Falsi turni alla Guardia medica e visite “fantasma”: sospesa dottoressa originaria del Vibonese

Operazione dei Carabinieri di Petilia Policastro e Sant’Onofrio. La professionista, in servizio nel Crotonese, si sarebbe assentata dal posto di lavoro per andare in vacanza o rientrare a Vibo Valentia, falsificando i registri dei pazienti

I Carabinieri della Stazione di Petilia Policastro, coadiuvati nella fase esecutiva dai militari della Stazione di Sant’Onofrio, hanno dato esecuzione a un’ordinanza di misura cautelare emessa dal gip del Tribunale di Crotone, su richiesta della locale Procura, nei confronti di una dottoressa impiegata, nel 2024, alla Guardia Medica della frazione Pagliarelle di Petilia Policastro e originaria della provincia di Vibo Valentia.

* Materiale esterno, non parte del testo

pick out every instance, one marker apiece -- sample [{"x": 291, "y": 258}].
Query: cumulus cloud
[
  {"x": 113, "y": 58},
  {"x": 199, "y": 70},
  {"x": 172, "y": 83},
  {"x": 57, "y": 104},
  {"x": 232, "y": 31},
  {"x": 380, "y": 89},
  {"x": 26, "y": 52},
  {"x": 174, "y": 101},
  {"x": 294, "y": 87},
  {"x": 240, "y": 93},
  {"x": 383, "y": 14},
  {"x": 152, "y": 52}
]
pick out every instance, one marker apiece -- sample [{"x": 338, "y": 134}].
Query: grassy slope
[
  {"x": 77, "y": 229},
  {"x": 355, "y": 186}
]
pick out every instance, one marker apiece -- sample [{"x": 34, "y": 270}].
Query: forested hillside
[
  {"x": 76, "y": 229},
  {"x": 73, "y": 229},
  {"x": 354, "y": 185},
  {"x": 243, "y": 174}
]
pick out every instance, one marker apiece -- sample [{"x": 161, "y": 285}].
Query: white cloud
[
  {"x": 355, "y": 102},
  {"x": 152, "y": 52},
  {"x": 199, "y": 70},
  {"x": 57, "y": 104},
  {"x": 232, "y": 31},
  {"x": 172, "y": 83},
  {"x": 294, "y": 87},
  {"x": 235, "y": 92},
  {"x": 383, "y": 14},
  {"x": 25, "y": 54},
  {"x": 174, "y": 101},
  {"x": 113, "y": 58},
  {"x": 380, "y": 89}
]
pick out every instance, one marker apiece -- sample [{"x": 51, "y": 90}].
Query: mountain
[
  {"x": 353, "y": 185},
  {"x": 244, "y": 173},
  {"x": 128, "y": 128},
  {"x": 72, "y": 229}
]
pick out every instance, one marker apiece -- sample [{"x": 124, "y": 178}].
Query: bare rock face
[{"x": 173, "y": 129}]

Il provvedimento dispone la misura cautelare interdittiva della sospensione dall’esercizio del servizio di medico dipendente presso il Servizio Sanitario Nazionale per la durata di un anno.

Le investigazioni

Le indagini, condotte dalla Stazione di Petilia Policastro e coordinate dalla Procura della Repubblica di Crotone, guidata dal procuratore Domenico Guarascio, sono iniziate nel mese di giugno 2024 e si sono concluse a gennaio 2025. L’attività investigativa, complessa e articolata, ha permesso di accertare gravi e sistematiche condotte illecite perpetrate dalla dottoressa, impiegata come medico di continuità assistenziale.

In numerose occasioni – circa 50 gli eventi riscontrati – la professionista si sarebbe assentata deliberatamente dal posto di lavoro, attestando falsamente la propria presenza attraverso la falsificazione del registro delle presenze e la compilazione del registro di continuità assistenziale. In quest’ultimo venivano indicati i nominativi di pazienti sottoposti a finte visite ambulatoriali e domiciliari; utenti che, in realtà, risultavano ignari o del tutto inesistenti all’anagrafe. Gli accertamenti hanno dimostrato che l’indagata, durante i propri turni di lavoro, si trovava materialmente in altre città, tra cui Crotone, Vibo Valentia e, in un’occasione, in vacanza a Roma.

L’ingiusto profitto

Le condotte fraudolente hanno indotto in errore l’Azienda sanitaria provinciale di Crotone, consentendo al medico di conseguire un ingiusto profitto per innumerevoli ore di servizio in realtà mai prestate. I reati contestati alla professionista comprendono le false attestazioni inerenti alla presenza in servizio, la truffa aggravata ai danni di un ente pubblico e l’interruzione di pubblico servizio. Con i suoi reiterati allontanamenti, infatti, l’indagata ha interrotto la regolarità dell’assistenza territoriale, costringendo numerosi pazienti della frazione montana a rivolgersi, in caso di emergenza, al presidio di Petilia Policastro centro.

Con l’esecuzione della misura interdittiva si pone fine a un grave disservizio che ha profondamente leso il diritto alla salute della comunità locale. L’Arma dei Carabinieri ha confermato che manterrà l’attenzione sempre alta per garantire il corretto funzionamento dei presidi sanitari a tutela dei cittadini.